Over the past few weeks a large financial institution encountered issues with a system upgrade which left customers in an unfortunate situation for weeks. This incident was not unique. Many companies and institutions suffer unexpected, prolonged systems outages. Sometimes they’re due to scheduled maintenance or upgrades, other times they’re the result of equipment failure. Regardless, in the aftermath of a disaster the company’s level of preparedness gets put on display. Those that are the most prepared ride out the storm in the best shape.
From our experience at Anexinet, prolonged outages are most commonly caused by inadequate pre-activity testing and backout plans, risk assessments, and disaster-recovery procedures, including simulated recovery exercises and a suitable crisis communication plan. It boils down to formalized processes and good documentation. It’s not sexy—documentation rarely is—and for this reason is often overlooked. Should you experience an outage, though, these items can make all the difference, particularly if assembled thoroughly and accurately. Now let’s walk through the areas mentioned above to determine where you and your company/department/group stand.

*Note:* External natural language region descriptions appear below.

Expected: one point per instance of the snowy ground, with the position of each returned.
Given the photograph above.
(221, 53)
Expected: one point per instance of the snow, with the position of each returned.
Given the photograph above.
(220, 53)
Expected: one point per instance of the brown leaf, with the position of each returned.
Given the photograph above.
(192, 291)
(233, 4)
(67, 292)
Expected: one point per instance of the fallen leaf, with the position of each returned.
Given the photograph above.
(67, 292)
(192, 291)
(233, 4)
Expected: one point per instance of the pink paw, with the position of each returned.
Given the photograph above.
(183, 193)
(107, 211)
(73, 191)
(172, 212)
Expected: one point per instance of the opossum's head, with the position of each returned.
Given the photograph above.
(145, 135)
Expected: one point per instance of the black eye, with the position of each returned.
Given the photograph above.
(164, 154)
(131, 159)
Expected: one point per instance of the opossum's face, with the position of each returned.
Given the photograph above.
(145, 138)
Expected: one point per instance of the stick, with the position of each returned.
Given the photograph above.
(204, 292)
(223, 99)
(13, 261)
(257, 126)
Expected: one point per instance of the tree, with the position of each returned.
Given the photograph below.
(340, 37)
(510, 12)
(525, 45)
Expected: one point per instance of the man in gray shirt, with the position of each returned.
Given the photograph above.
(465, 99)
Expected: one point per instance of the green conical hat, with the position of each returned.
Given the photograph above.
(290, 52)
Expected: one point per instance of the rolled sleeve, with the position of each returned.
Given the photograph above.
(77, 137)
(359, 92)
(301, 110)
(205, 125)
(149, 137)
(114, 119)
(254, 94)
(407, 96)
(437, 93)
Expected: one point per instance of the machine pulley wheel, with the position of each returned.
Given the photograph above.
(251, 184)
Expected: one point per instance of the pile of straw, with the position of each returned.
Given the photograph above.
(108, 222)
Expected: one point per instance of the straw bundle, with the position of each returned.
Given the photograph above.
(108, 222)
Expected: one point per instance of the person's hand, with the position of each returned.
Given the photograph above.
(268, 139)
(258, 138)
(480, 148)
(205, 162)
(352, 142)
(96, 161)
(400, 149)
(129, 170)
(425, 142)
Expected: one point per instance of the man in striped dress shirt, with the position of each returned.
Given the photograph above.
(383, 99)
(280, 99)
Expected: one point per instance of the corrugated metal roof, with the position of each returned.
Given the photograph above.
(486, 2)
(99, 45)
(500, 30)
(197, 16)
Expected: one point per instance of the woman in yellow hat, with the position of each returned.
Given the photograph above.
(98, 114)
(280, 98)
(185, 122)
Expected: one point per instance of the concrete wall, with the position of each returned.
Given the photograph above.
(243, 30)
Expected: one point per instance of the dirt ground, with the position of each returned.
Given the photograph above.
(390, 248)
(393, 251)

“By failing to prepare, you are preparing to fail.” – Benjamin Franklin
Risk Impact Assessment:
What aspects of an application or system could fail? What are the implications of a failed change? How likely are failures to occur, and how quickly can they be detected? Is a change back-out or rollback possible? What does this back-out plan look like (more on this below)? These are all difficult questions that must be addressed in advance. Whether utilizing a formalized process or not (you should be), asking, pondering, and—most importantly—addressing these questions can help get the ball rolling towards achieving preparedness. Many models and methodologies are out there—and we won’t delve into any specifics here—needless to say all of them are great at ranking and prioritizing the risk and impact on your organization.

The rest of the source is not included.